Publications: 1. Enabling cell-type-specific behavioral epigenetics in Drosophila: a modified high-yield INTACT method reveals the impact of social environment on the epigenetic landscape in dopaminergic neurons; Agrawal P*, Chung P, Heberlein U, Kent F C*; BMC Biology; 2019, 17, 30. Also in- BioRxiv, 2018. (*Co-corresponding author).
2. Kent, C*., Agrawal, P*. Regulation of Social Stress and Neural Degeneration by Activity-Regulated Genes and Epigenetic Mechanisms in Dopaminergic Neurons. Molecular Neurobiology, 57, 4500–4510 (2020). https://doi.org/10.1007/s12035-020-02037-7 (*Co-corresponding author).

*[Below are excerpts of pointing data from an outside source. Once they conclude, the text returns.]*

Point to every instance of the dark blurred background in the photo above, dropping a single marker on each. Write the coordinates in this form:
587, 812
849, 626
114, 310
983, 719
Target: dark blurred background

Hox genes encode for homeodomain-containing transcription factors and regulate cell-fate specification to govern identity of body segments along the anterior posterior body axis in all bilateral animals. Importance of Hox genes to determine organ identity is reflected in the observations that when Hox gene functions are altered, animals display dramatic homeotic transformations. For example, loss of function mutation in the Hox gene Ultrabithorax (Ubx) in Drosophila results in the transformation of balancing organs halteres to wings, resulting in famous four-winged fly, whereas ectopic expression of Ubx in developing wing discs leads to wing-to-haltere transformations (based on work of Ed Lewis and others).
Despite decades of research, the mechanisms by which Hox proteins select and regulate their targets remained elusive. To address this I carried out whole-genome ChIP-chip experiments to identify direct targets of Ubx during haltere development in Drosophila. Interestingly, although Ubx bound sequences are conserved amongst various insect genomes, no consensus Ubx-specific motif was detected. Surprisingly, binding motifs for certain transcription factors that function either upstream or downstream to Ubx were enriched in these sequences suggesting complex regulatory loops governing Ubx function. This study supported the hypothesis that specificity during Hox target selection is achieved by associating with other transcription factors (from: Agrawal et al. 2011). Subsequent work from Prof. L. S. Shashidhara's lab has elucidated that some of these transcription factor binding motifs are conserved in other insect groups across millions of years of evolution.
Publications: 1. Agrawal P*, Habib F, Yelagandula Y, Shashidhara L S*; 2011. Genome-level identification of targets of Hox protein Ultrabithorax in Drosophila: novel mechanisms for target selection, Scientific Reports; 2011, 1, 205.
2. Agrawal P, Shashidhara L S; ChIP for Hox proteins from Drosophila imaginal discs, Methods in Molecular Biology; 2014, 1196:241-53.